Wednesday, August 3, 2011

Git for dummies

OK, the title of this post is a lie... git is decidedly NOT for dummies. Git is more for your really smart mentally gifted people OR for people who are working on exceeding complex software projects that have complicate merging and revision history requirements. Neither of these groups should be dummies or you will have a serious problem being effective. For the context of this tutorial, a "dummy" is defined as somebody who knows and understands how to use SVN or CVS in a team environment.

So if you're still reading, I will walk you through the simplest workflow I can discover for git that work and doesn't cause too many complications. For the sake of simplicity, we're going to assume you're working on a project hosted at github that already exists. I've created a public repo if you'd like to try along at home. Assuming you already have git installed, you should be able to "clone" the repository to your local machine by issuing the following command:

git clone git://github.com/mikemainguy/mainguy_blog.git

edit: I used the wrong url originally.
At this point you should now have a subdirectory called mainguy_blog with a "README" file inside it.

Assuming that everybody is working on a single branch of development, the workflow is pretty simple.
  • edit files (vi README)
  • add files to staging area (git add README)
  • commit changes (git commit README)
  • pull changes from remote (git pull)
  • push changes to remote (git push)

One thing you will note is that the number of steps is a bit different than you might be used to with svn or cvs. In particular, git seems to have added some steps. With SVN, the workflow would typically be:
  • edit files (vi README)
  • update from remote (svn update)
  • commit changes to remote (svn commit)

With Git, we've added the notion of a local staging area AND a local repository. This will really confuse dummies like me at first and I cannot emphasize enough that you need to think about the implications of this. I guarantee you THINK you get it, but the practical implication of not grokking it are that you will likely do tremendously stupid things for a period of days once you get into a larger team and/or someone starts to try doing some fancy merging.

So now, we're going to walk through a "normal" multiuser scenario.
  1. User 1 edits README and adds it, and commits to their local repository
  2. User 2 edits the same file in a different place, adds it and commits to their local repository
  3. User 1 pushes their change to github and the change looks like this
  4. User 2 tries to push their changes to github, but they discover that user1 has already pushed their changes.
  5. User 2 pulls their changes from github
  6. Git automerges the file because there are no conflicts
  7. User 2 pushes their changes to github
When we look at the github history we something interesting... there is an additional commit that was added at the end to indicate git/User2 merged some files. Aside from the extra workflow steps, this is an additional point of confusion for quite a few newcomers.

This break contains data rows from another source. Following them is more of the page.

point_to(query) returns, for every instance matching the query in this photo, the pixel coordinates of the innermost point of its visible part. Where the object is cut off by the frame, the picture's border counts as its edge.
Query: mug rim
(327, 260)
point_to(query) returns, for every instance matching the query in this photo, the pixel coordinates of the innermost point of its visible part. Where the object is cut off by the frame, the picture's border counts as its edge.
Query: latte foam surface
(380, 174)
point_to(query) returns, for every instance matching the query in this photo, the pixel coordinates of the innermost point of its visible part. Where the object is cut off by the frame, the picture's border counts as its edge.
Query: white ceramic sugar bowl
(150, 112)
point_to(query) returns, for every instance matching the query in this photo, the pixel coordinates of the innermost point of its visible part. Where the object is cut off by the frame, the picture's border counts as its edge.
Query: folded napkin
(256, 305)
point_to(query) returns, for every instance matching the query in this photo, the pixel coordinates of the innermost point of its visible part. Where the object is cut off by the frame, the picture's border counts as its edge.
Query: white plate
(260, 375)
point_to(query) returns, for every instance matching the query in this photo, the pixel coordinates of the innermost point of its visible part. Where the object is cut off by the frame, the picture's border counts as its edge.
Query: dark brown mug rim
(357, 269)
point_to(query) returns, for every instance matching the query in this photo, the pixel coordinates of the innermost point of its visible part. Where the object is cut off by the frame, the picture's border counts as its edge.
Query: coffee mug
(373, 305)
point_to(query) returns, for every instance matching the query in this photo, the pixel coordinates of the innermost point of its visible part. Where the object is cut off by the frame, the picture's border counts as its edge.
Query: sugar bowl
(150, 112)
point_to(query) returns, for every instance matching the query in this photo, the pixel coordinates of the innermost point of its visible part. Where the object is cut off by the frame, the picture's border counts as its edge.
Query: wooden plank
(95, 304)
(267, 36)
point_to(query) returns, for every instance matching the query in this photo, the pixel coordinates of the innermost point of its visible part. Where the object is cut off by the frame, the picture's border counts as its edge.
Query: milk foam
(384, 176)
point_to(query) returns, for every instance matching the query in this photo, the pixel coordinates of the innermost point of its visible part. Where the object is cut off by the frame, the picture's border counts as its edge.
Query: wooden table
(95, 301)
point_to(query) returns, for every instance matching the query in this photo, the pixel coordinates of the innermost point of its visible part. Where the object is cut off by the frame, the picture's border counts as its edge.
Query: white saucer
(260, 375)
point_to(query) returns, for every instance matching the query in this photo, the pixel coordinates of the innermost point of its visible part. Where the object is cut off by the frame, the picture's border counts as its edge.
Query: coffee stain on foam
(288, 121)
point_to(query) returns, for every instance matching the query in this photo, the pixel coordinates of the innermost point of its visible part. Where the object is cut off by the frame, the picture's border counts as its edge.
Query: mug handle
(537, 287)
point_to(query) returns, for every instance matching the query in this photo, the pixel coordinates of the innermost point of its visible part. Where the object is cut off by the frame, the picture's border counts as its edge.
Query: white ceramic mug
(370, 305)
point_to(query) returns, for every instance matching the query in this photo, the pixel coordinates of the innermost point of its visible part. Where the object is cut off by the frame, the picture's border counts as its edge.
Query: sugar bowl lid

In short, a workflow to have git work like perhaps a dummy like me would expect follows:

vi README
git add README
git commit README
git pull --rebase


Now here is where things can get tricky. In the SVN world, if you have merge conflicts, you fix them and move along committing the results when you've "fixed" things. With git, on the other hand, you need "add" fixed files back in and continue the rebase. So, if you have no conflicts, you're actually done at this point, but if you have a merge conflict, you need to do the following steps


vi README
git add README
git rebase --continue


Once this is finished, push your changes back to the remote repo


git push


additional warning

When rebasing, if you get a conflict, do NOT commit the files, only ADD them. If you commit the files you will condemn yourself to a hurtful place where your commit history shows conflicts with things that you didn't even edit.

I think git is a wonderful tool, but it has a much steeper learning curve than it's simpler and kinder cousins svn and cvs. While my perspective is skewed by years of using SVN and CVS, I think it is pretty safe to say that these tools have millions of users and I am not the only person to go through the pain of "figuring out" git. The addition of remote/local and a staging area seems to be a common point of confusion for newcomers who've arrived at git from the SVN/CVS world.

4 comments:

Unknown said...

This looks like a great tutorial -- just what I need, but... when I try issuing the first command: "git clone git@github.com:mmainguy/mainguy_blog.git"
I get this error:
"Cloning into mainguy_blog...
Permission denied (publickey).
fatal: The remote end hung up unexpectedly"

Do you know why this might fail? I've tried from two different Linux boxes and have gotten this same response both times.

Mike Mainguy said...

Ahhh, whoops, forgot to post the anonymous git url. it should be git://github.com/mikemainguy/mainguy_blog.git .

I've updated in the post to reflect the proper path.

Anonymous said...

okay, I cloned your mainguy_blog.git. Then made changes to the README, Staged and committed the changes. Now I have the original branch and my changes in a branch. Not sure what to do next. Should I compare the two branches before pushing to the original ? I can't find the commands to do that in VS.
Thanks, -Nancy

Mike Mainguy said...

VS? The easiest thing to do is simply push... though I'd be curious if you can push to an anonymous clone. Could you try a push and tell me what happens?